I don't want to give away too much of the plot as the whole premise of the book is watching the past unfold together with the main character.  But here's what I can say:  Julia Win's father disappears on the morning after her graduation from law school without explanation which is totally out of character for him.  He does wake her to tell her he was headed to Boston for a business trip (he was a NY lawyer), and he does go to the airport but he does not fly to Boston.  Instead he is eventually traced to Los Angeles, Hong Kong and Bangkok when the trail goes cold.  His passport was found near the Bangkok airport and investigators speculate he may have been murdered or in some sort of accident while trying to leave Bangkok.

Four years later (with little explanation for why four years pass), Julia's mother gives her some of her father's personal effects and in them Julia finds an unsent letter to a woman named Mi Mi in her father's native Burma.  Julia's mother admits she knows nothing about her husband's first 20 years in Burma, despite desperate pleas for information.  The letter appears to be to an old lover and Julia decides to track her down in an effort to find her father.

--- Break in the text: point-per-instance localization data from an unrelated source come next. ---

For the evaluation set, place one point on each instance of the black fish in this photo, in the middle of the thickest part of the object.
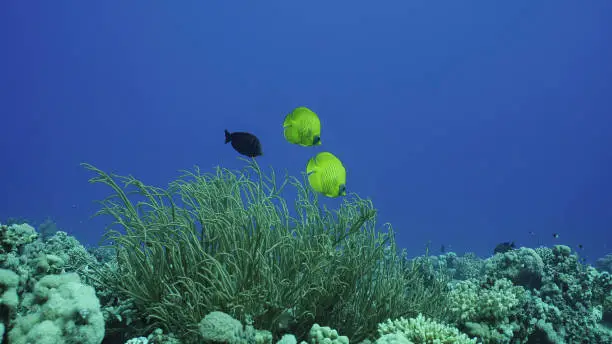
(244, 143)
(504, 247)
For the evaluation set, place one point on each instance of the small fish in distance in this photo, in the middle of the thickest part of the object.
(244, 143)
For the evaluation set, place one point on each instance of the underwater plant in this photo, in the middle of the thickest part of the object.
(226, 241)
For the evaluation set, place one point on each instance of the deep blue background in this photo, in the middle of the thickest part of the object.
(467, 122)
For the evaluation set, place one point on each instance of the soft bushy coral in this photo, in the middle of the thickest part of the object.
(60, 310)
(522, 266)
(421, 330)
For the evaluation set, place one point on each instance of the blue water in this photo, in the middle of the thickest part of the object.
(467, 123)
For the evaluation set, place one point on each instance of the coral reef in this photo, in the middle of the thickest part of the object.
(218, 258)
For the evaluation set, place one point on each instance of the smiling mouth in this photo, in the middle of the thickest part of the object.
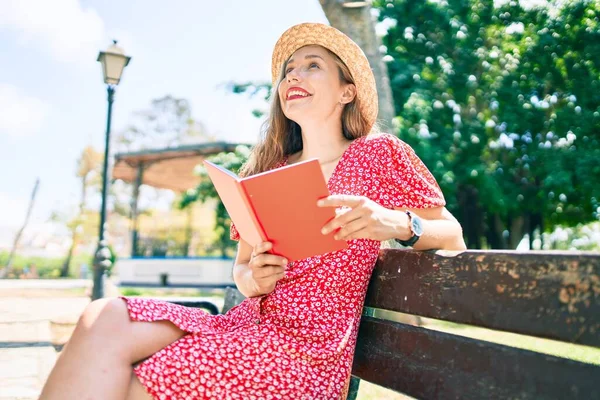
(297, 94)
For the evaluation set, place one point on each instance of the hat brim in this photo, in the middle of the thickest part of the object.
(337, 42)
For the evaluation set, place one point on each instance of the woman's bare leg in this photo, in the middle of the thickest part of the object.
(97, 361)
(137, 390)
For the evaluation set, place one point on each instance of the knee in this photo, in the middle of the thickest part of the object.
(105, 316)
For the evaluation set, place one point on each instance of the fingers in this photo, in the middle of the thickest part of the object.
(338, 200)
(351, 230)
(341, 220)
(260, 258)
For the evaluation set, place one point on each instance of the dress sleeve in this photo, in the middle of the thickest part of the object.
(233, 233)
(406, 180)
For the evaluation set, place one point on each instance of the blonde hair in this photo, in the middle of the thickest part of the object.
(282, 137)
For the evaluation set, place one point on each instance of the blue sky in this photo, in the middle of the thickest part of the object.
(53, 99)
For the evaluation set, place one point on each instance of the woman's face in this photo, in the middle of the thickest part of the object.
(311, 89)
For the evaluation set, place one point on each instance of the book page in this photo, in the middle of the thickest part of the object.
(232, 195)
(285, 204)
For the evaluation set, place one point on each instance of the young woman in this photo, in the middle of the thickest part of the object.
(294, 336)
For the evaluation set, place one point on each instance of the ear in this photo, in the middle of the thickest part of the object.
(348, 94)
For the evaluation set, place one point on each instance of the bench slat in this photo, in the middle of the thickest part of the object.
(434, 365)
(546, 294)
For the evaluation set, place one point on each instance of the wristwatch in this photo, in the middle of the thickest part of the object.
(416, 227)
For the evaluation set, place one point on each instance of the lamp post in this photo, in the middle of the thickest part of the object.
(113, 62)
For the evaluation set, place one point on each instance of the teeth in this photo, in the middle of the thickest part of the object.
(297, 93)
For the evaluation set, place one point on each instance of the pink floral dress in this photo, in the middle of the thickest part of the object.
(298, 341)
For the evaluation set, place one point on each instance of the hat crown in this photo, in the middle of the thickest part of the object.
(346, 49)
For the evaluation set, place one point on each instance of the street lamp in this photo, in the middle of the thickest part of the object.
(113, 62)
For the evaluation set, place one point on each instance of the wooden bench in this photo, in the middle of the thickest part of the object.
(541, 294)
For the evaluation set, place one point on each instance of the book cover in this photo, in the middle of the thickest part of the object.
(279, 206)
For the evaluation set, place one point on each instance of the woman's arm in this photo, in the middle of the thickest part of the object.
(440, 229)
(366, 219)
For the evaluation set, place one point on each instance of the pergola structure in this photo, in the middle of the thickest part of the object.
(170, 168)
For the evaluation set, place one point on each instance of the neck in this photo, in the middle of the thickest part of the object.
(323, 141)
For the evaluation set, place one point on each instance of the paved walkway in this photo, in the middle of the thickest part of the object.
(26, 352)
(26, 309)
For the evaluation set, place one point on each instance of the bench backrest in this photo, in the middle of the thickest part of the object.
(543, 294)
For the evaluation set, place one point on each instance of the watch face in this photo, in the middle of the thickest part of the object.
(417, 226)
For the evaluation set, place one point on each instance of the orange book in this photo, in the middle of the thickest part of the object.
(279, 206)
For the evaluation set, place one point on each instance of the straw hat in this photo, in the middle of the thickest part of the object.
(326, 36)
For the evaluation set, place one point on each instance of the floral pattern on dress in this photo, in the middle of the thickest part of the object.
(298, 341)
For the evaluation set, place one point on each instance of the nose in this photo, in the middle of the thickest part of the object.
(293, 75)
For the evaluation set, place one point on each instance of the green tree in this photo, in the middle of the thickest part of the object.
(168, 122)
(205, 191)
(89, 167)
(502, 104)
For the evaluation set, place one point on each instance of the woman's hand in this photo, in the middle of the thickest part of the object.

And this is where the mystery begins.  She travels to Burma, marvelling in and suffering from its primitive state, and at a somewhat dirty tea shop is approached by U Ba, an older man who claims he knows her father and his story.  Though she is skeptical that he is a scam artist who had been fed information by her hotel she decides to listen to him.  Over a few days he paints the picture of her father's past - and the reader is transported 50 years earlier to colonial Burma to learn what happened to him, who Mi Mi was, how Julia's father ended up in the US and what eventually happened to him. I don't want to give any of that away as the careful telling of that story is what makes this book so interesting.  I wouldn't say it's the most suspenseful story I've ever read but it certainly takes some interesting twists and turns.

I definitely recommend this book.  It is different and, as I said before, beautifully written.